Where g is the number of groups per condition, \( {\widehat{{\text{P}}_{1}}} \) and \( {\widehat{{\text{P}}_{2}}} \) are the event rate in the two study conditions; m is the average number of members per group (clinic); ICCm:g:c is the intraclass correlation coefficient measuring the correlation of members nested within groups, nested within study condition; and tcritical:α/2 and tcritical:β are critical values from the t-distribution. About 76 % of participants reported consistent condom use in the past 90 days and the ICC estimate for this variable was 0.039 (Table 2). If we assume 200 participants in each group, in order to have 80 % power at the 0.05 significance level to detect a minimum 10 % increase in the proportion of condom use in the intervention group, we would need about 12 groups per condition. If the ICC drops to about 0.004, as was the case with our covariate adjustment, only about 4 groups per condition would be required. This demonstrates how variation in ICC estimates can dramatically change the sample size necessary to maintain adequate power to detect an intervention effect.

This analysis has several limitations. First, the relatively small number of groups resulted in wider confidence intervals than would be the case if we had more groups. Second, the ICC estimates for these variables were derived from an HIV/AIDS prevention trial conducted among HIV-positive patients attending HIV clinical care in a resource-limited setting. It may be difficult to generalize these ICC estimates to other populations and settings. This highlights the need for investigators working in other settings and with other populations to publish their ICC estimates.
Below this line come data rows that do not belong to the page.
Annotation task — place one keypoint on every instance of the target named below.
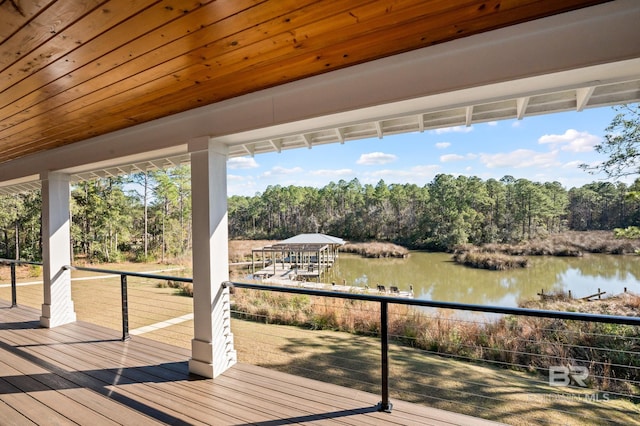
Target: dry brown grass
(375, 249)
(493, 261)
(353, 360)
(521, 342)
(240, 250)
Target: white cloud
(333, 173)
(454, 129)
(241, 185)
(457, 157)
(376, 158)
(572, 164)
(571, 141)
(281, 171)
(451, 157)
(520, 158)
(242, 163)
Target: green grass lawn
(478, 389)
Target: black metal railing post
(125, 308)
(14, 294)
(384, 405)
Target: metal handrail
(385, 405)
(12, 264)
(123, 288)
(123, 285)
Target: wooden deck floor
(83, 374)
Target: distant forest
(148, 215)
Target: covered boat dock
(303, 257)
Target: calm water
(435, 277)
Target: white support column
(57, 308)
(212, 346)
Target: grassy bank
(570, 243)
(476, 258)
(523, 343)
(375, 249)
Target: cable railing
(562, 372)
(582, 356)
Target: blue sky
(541, 148)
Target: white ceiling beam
(250, 149)
(521, 107)
(276, 144)
(378, 129)
(307, 140)
(582, 97)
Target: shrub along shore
(570, 243)
(523, 343)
Reviews have shown that very few publications of GRTs include evidence of power calculations that have adequately considered the ICC effect. Given the high cost and participant burden associated with GRTs, it is imperative that these studies are adequately powered to detect an intervention effect. ICCs used to estimate sample size for a study should always be reported in the paper reporting the trial results, as required by the CONSORT extension for cluster-randomized trials [17]. This practice will allow others to evaluate the assumptions sample size estimates were based on, and to use the ICC estimates for planning future trials. Investigators should also consider reporting ICCs for other variables they measured that might be used as outcome variables in future trials, and exploring the impact of covariate adjustment on ICC estimates. We hope that the unadjusted and covariate-adjusted ICCs we provided will allow investigators planning similar trials to more precisely estimate the required sample size.